Ze lag op haar zij met haar ogen gesloten. Ze had het koud. Ergens klonk een geluid. Een vreemd kermend geluid. Was het een jankend dier? Ze opende langzaam haar ogen en wist even niet waar ze was. Naast haar lag de spoorlijn.  Het staal van de rails glom in de zon die inmiddels voorzichtig was gaan schijnen. Aan de andere kant van het spoor zag ze twee mensen. De een stond doodstil. De ander bleek de oorzaak van het gejammer. Het was Esmée die met haar handen tegen haar gezicht gedrukt heen en weer stond te schudden. Rogier stond naast haar. Apatisch en onbewogen. Langzaam kwam Marthe overeind. Haar lichaam voelde stram en beurs. Een bonzende hoofdpijn verspreidde zich vanaf de achterkant van haar schedel naar voren maar de kloppende pijn in haar knie trok haar aandacht. Een grote scheur in haar broek onthulde een bloedende wond onder haar knieschijf.   

‘Hé!’ Haar stem klonk schor. ‘Waar is Jonas?’ Het tweetal aan de overkant gaf geen sjoege. Ze keek naar rechts en naar links en stak voorzichtig over. Een onheilspellend gevoel kroop vanuit haar buik langzaam naar boven.
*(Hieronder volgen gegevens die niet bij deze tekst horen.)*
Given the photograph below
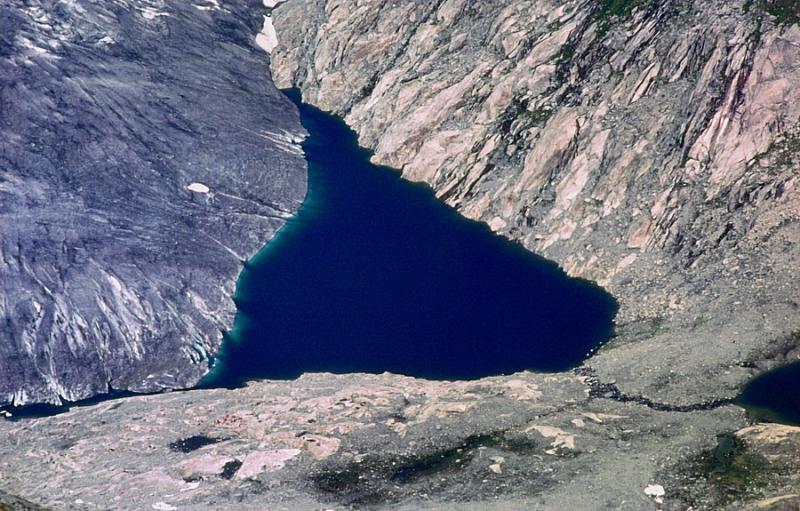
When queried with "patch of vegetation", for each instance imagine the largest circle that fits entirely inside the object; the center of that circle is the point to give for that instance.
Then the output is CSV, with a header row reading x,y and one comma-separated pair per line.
x,y
785,12
518,109
376,480
731,470
698,322
229,469
192,443
612,11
‘Rogier! Waar is Jonas?’ Rogier staarde roerloos in de verte. Zijn volkomen afwezige houding wakkerde de paniek in haar lijf aan. Net als de hysterische uithalen van Esmée die onophoudelijk klonken. Ze pakte Esmée stevig bij haar schouders en schudde haar door elkaar.

‘Waar is hij? Waar is hij godverdomme!!’ Esmée reageerde door met haar hoofd te gaan schudden. Het jammeren ging door. Radeloos richtte Marthe haar pijlen op Rogier en sloeg hem hard in zijn gezicht. De klap had effect want Rogier wendde zich langzaam tot Marthe. Terwijl hij met zijn hand voorzichtig voelde aan zijn wang, keek hij haar met intens bedroefde ogen aan en schudde zijn hoofd.